Category: Class – Applied Statistics

August 28, 2017 | 9 Comments

Taleb’s Curious Views On Probability — Part I: Probability Does Not Exist

Ye Olde Statistician points us to an essay (a book chapter?) by our old pal Nassim Nicholas Taleb called “The Logic of Risk Taking“. Let’s examine it.

You, dear reader, do not have a probability of being flattened while crossing the street. Nobody does. Nobody has any probability of anything. Nothing has a probability of anything.

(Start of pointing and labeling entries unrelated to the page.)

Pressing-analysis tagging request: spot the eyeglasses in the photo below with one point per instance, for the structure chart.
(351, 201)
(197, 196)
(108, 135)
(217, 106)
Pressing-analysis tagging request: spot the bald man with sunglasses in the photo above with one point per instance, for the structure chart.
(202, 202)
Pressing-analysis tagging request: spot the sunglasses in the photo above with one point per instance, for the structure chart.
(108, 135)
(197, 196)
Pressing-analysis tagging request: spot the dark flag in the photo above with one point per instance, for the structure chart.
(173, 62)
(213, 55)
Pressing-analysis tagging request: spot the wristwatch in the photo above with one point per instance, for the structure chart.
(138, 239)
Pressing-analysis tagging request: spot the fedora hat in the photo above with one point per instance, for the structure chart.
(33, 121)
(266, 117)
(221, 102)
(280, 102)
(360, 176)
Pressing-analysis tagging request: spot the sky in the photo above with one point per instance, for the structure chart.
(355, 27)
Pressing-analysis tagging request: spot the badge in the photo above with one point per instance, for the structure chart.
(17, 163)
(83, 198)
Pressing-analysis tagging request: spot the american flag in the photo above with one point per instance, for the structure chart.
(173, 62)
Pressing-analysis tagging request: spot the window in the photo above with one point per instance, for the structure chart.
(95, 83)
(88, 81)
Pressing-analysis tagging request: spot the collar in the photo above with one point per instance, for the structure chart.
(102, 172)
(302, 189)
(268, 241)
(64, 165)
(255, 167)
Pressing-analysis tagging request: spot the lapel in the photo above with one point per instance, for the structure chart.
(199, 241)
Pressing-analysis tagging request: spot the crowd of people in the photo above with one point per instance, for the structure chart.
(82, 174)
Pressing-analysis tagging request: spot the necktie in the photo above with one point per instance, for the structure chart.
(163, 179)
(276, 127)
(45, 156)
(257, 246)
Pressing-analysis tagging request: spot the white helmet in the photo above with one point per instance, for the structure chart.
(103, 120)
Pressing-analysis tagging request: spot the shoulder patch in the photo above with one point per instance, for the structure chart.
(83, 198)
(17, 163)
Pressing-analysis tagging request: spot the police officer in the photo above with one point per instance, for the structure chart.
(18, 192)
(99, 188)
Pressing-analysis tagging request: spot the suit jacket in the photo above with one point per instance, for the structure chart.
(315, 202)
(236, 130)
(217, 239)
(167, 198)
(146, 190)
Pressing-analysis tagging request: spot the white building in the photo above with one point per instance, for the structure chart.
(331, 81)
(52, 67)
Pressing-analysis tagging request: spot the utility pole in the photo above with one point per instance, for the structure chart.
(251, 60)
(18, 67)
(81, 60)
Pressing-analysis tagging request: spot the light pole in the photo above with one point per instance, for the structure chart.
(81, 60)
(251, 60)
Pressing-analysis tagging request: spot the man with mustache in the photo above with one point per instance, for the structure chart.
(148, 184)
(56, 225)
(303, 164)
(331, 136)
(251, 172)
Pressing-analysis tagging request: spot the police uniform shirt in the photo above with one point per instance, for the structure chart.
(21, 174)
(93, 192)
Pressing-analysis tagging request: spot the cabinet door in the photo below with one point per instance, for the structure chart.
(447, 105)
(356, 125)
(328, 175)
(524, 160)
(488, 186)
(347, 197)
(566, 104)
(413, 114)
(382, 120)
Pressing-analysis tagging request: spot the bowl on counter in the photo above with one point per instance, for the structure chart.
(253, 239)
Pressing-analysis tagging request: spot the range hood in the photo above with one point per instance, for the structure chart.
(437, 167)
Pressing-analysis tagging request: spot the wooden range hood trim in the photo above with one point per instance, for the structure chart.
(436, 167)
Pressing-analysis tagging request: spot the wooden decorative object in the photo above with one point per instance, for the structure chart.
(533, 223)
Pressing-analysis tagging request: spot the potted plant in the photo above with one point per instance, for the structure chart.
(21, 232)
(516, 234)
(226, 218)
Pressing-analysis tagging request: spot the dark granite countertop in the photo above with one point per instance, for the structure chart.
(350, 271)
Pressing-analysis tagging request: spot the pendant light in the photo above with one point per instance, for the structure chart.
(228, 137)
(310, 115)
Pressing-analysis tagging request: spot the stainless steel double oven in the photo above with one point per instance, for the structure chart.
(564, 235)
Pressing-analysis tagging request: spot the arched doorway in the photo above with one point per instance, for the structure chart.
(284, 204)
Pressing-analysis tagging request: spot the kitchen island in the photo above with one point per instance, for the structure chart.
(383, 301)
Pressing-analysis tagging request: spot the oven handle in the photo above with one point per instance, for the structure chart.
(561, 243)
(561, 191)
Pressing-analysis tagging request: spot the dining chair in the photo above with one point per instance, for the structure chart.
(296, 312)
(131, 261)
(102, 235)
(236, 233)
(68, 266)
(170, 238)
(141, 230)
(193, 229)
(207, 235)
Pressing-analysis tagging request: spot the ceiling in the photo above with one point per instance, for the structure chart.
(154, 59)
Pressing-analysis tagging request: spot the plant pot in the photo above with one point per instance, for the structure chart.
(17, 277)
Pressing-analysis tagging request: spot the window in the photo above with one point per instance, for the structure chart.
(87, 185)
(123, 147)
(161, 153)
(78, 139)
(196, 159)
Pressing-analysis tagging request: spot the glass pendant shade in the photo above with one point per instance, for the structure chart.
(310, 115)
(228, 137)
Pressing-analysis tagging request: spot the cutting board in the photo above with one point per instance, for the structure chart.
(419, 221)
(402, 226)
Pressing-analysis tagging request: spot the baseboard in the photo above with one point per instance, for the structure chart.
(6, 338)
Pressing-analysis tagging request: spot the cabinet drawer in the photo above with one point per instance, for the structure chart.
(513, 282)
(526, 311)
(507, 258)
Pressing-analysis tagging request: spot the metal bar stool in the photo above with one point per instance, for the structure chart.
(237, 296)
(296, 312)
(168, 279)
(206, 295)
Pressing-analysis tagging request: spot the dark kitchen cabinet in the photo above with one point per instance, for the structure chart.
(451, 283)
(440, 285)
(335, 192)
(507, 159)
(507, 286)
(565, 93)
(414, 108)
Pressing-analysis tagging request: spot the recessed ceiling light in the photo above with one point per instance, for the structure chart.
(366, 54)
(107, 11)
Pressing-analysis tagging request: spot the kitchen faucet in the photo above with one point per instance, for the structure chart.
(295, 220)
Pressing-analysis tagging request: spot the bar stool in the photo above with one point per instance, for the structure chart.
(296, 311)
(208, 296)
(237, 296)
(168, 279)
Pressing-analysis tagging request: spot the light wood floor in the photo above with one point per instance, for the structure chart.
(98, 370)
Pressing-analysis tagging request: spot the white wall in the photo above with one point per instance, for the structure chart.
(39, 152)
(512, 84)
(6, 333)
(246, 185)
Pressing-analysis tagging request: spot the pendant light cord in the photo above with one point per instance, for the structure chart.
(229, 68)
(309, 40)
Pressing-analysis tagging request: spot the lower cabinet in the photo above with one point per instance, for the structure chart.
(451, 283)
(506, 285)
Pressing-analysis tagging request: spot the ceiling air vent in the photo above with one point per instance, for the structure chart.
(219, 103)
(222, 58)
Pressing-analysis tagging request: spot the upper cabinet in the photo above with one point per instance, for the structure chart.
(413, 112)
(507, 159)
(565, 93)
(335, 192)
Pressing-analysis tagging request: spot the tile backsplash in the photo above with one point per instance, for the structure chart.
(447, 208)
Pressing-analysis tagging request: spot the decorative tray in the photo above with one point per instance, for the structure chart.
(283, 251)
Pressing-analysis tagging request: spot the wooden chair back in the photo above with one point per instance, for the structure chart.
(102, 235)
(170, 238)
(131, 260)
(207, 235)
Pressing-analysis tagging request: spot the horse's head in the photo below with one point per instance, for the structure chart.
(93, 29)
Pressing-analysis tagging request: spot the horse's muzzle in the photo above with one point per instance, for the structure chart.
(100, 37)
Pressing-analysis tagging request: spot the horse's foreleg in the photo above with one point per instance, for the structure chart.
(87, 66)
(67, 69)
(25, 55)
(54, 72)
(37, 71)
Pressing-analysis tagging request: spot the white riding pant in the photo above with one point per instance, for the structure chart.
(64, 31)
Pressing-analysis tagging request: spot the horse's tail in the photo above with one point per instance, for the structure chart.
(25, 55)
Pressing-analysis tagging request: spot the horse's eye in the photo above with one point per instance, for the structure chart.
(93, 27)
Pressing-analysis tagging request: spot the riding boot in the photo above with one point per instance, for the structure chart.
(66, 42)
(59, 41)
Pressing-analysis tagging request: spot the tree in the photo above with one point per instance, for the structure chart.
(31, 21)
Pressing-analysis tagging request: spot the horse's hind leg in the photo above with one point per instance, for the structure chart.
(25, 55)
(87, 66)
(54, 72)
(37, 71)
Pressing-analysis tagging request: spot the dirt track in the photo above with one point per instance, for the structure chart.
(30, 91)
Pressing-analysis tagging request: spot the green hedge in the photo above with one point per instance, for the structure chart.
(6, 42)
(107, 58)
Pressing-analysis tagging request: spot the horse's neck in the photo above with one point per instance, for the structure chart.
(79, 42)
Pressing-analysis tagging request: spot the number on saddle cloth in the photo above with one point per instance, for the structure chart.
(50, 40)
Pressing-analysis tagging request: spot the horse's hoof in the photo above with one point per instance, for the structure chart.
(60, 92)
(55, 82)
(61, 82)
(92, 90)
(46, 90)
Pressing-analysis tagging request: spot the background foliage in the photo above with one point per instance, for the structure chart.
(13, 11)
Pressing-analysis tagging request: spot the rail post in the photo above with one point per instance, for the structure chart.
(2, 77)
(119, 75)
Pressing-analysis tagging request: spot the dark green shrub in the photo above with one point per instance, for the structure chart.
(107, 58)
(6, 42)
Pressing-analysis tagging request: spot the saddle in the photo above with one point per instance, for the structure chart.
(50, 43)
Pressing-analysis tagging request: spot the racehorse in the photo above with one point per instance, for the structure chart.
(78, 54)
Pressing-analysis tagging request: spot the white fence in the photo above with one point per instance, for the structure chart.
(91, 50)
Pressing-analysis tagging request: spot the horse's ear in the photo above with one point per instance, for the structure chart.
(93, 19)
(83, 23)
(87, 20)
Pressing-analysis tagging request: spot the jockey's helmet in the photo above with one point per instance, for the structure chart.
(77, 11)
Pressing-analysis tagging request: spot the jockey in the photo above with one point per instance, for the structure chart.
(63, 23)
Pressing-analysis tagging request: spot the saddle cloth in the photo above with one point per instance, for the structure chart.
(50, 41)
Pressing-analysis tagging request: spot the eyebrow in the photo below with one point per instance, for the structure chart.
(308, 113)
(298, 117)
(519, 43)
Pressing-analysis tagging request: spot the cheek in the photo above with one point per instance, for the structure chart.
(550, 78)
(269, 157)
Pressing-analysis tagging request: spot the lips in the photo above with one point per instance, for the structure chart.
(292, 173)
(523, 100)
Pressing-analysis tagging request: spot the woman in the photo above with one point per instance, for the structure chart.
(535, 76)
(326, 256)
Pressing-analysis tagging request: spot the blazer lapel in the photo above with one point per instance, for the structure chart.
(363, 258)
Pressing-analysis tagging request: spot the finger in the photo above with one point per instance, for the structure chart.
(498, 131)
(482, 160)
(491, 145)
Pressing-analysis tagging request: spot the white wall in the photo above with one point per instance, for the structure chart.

The reason is this (quoting de Finetti in word and typeface): PROBABILITY DOES NOT EXIST.

You cannot have in abundance or in fraction that which does not exist. Yet Taleb says, “the risk of being killed as a pedestrian is one per 47,000 years.” Ignoring the number, but the proposition itself will not sound wrong to most. It is wrong. Since probability does not exist, there is no blanket risk of you being killed as a pedestrian.

Probability, absolutely all of it all of the time, is conditional. You walk to a corner and desire to cross. At this point you must form premises on which to act. You might say, “I might get hit”, which adds nothing to your ability to form a probability of “I will get hit”. (This, and everything else, is proved in Uncertainty.)

You might instead think, “There are no cars coming anywhere”, and form a very low probability of “I will get hit”. Or you might say, “If I hurry, I can make it.” A higher probability.

Now suppose you are an actuarial (a statistician with less personality, as the joke goes) and want to guess how many pedestrians will go to their reward next year for having the audacity to cross the street. No easy job, that. Are you limiting this to the once United States? Everywhere? You still need premises to form probabilities of propositions like “There will be X killed”. Which premises?

Well, you might take the number flattened last year and use that as a base for some ad hoc model, which may or may not be useful in making predictions. You could form premises state-by-state, and then feed these into an ad hoc model. Or county-by-county. Or city-by-city. Or individual-by-individual.

Have the idea?

Change the premises, i.e. assumptions data and the like, and you change the probability. I don’t know what premises Taleb used to arrive at “one per 47,000 years”, but they must exist somewhere, at least in his imagination.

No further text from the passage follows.